Par des mémoires en défense, enregistrés les 12 septembre 2023 et 19 mars 2024, ce dernier n’ayant pas été communiqué, la commune d’Hénonville, représentée par Me Bizet, conclut au rejet de la requête.
Elle fait valoir que les moyens soulevés par la société requérante ne sont pas fondés.
Par une ordonnance du 20 février 2024, la clôture d’instruction a été fixée au 20 mars 2024.
La SCEA A… E… et la commune d’Hénonville ont été invitées, en application de l’article R. 613-1-1 du code de justice administrative, à produire des éléments ou des pièces en vue de compléter l’instruction.

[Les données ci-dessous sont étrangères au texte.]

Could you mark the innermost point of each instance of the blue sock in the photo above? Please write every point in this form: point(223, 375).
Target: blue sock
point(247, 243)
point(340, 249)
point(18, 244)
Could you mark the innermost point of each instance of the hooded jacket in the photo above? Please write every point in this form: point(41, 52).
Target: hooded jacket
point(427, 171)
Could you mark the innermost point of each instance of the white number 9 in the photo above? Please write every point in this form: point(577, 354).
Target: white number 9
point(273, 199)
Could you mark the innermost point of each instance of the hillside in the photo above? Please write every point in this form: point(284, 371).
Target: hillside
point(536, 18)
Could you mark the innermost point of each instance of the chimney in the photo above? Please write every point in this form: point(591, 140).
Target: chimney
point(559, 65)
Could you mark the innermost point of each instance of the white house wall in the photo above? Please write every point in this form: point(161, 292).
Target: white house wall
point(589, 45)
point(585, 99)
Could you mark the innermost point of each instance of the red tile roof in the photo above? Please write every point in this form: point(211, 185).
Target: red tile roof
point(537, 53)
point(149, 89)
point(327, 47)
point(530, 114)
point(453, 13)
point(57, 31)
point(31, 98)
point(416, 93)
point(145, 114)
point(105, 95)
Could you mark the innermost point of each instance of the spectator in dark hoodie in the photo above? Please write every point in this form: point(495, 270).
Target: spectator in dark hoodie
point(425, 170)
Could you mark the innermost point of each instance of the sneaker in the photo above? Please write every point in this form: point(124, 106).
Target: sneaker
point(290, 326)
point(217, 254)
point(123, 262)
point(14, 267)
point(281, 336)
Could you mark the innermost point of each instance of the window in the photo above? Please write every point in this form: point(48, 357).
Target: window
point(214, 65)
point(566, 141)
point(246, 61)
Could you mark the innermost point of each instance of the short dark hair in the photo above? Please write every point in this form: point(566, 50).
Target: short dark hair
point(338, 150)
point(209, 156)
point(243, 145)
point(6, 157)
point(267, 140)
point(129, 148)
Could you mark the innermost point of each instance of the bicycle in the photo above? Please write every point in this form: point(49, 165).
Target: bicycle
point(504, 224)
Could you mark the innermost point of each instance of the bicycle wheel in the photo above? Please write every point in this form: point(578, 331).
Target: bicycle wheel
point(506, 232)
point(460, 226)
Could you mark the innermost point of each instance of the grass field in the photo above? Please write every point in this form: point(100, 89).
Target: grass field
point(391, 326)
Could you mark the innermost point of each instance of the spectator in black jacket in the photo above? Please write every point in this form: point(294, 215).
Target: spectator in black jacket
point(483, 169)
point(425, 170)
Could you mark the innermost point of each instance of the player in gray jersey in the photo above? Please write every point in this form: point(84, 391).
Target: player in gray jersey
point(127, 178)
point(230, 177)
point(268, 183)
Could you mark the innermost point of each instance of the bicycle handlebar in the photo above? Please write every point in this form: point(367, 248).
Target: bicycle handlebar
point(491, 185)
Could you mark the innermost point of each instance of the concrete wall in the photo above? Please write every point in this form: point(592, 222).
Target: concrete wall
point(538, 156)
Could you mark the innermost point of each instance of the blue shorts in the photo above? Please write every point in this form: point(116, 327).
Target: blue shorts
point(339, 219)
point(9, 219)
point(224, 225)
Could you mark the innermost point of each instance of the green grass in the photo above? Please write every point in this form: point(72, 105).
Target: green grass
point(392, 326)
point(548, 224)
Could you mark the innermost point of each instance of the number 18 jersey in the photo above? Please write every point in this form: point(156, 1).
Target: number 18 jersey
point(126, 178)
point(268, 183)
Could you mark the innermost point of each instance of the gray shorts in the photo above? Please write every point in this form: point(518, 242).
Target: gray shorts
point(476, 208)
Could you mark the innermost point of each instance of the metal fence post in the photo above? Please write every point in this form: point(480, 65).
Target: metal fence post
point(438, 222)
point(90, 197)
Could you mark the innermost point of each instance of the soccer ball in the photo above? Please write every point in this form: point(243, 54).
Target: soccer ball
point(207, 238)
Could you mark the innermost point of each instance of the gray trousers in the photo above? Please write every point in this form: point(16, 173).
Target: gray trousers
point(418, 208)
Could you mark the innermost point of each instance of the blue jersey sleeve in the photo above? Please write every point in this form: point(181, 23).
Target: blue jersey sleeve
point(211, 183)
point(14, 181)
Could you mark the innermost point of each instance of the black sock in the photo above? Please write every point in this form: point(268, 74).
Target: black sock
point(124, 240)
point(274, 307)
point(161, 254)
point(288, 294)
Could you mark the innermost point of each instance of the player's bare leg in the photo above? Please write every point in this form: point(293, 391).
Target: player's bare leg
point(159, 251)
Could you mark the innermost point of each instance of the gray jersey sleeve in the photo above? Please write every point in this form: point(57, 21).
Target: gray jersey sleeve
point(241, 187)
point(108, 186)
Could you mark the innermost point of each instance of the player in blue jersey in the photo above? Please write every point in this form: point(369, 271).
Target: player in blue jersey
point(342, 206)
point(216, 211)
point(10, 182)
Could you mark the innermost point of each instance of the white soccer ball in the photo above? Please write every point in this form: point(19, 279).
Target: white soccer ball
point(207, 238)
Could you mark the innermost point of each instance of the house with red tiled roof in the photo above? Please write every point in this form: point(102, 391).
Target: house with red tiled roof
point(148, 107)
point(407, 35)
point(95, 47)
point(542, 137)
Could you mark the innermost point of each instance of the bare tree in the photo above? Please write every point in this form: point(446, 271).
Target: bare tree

La commune d’Hénonville a produit une pièce le 27 février 2026, qui a été communiquée.
Par un courrier du 3 mars 2026, les parties ont été informées, en application de l’article R. 611-7 du code de justice administrative, que le tribunal était susceptible de fonder sa décision sur le moyen relevé d’office tiré de ce que, conformément aux dispositions de l’article L. 511-20 du code de la construction et de l’habitation, les astreintes prévues par l’article L. 511-15 du même code ne sont pas applicables aux arrêtés pris en application de l’article L. 511-19 de ce code.
Vu les autres pièces du dossier ;
Vu :
- le code de justice administrative.
Les parties ont été régulièrement averties du jour de l’audience.
Ont été entendus au cours de l’audience publique :
- le rapport de Mme Cousin, première conseillère,
- les conclusions de M. Liénard, rapporteur public,
- et les observations de Me Rouikha substituant Me Hourcabie et représentant la SCEA A… E… et de Me Bizet, représentant la commune d’Hénonville.
Me Bizet a produit une note en délibéré, enregistrée le 11 mars 2026.
Me Hourcabie a produit une note en délibéré, enregistrée le 16 mars 2026.
Considérant ce qui suit :
Par acte notarié du 28 mars 1975, M. B… et Mme C… A… E… ont vendu à la commune d’Hénonville la propriété du « Château d’Hénonville », cet acte stipulant que les vendeurs et leurs ayants droit conserveraient une servitude portant sur la jouissance et l’usage exclusif de son puits, de son château d’eau et de la partie de terrain leur servant d’accès. Par un arrêté du 4 mai 2023 portant mise en sécurité du château d’eau édifié sur la parcelle cadastrée section C n° 446 sise 36 rue Bamberger, le maire de la commune d’Hénonville a mis en demeure M. D… A… E…, petit-fils des anciens propriétaires et gérant de la SCEA A… E…, de réaliser des mesures de mise en sécurité dans un délai de six semaines et la démolition des deux réservoirs du château d’eau, ainsi que la remise en état du site au plus tard le 31 octobre 2023. Par la présente requête, la SCEA A… E… demande au tribunal l’annulation de cet arrêté.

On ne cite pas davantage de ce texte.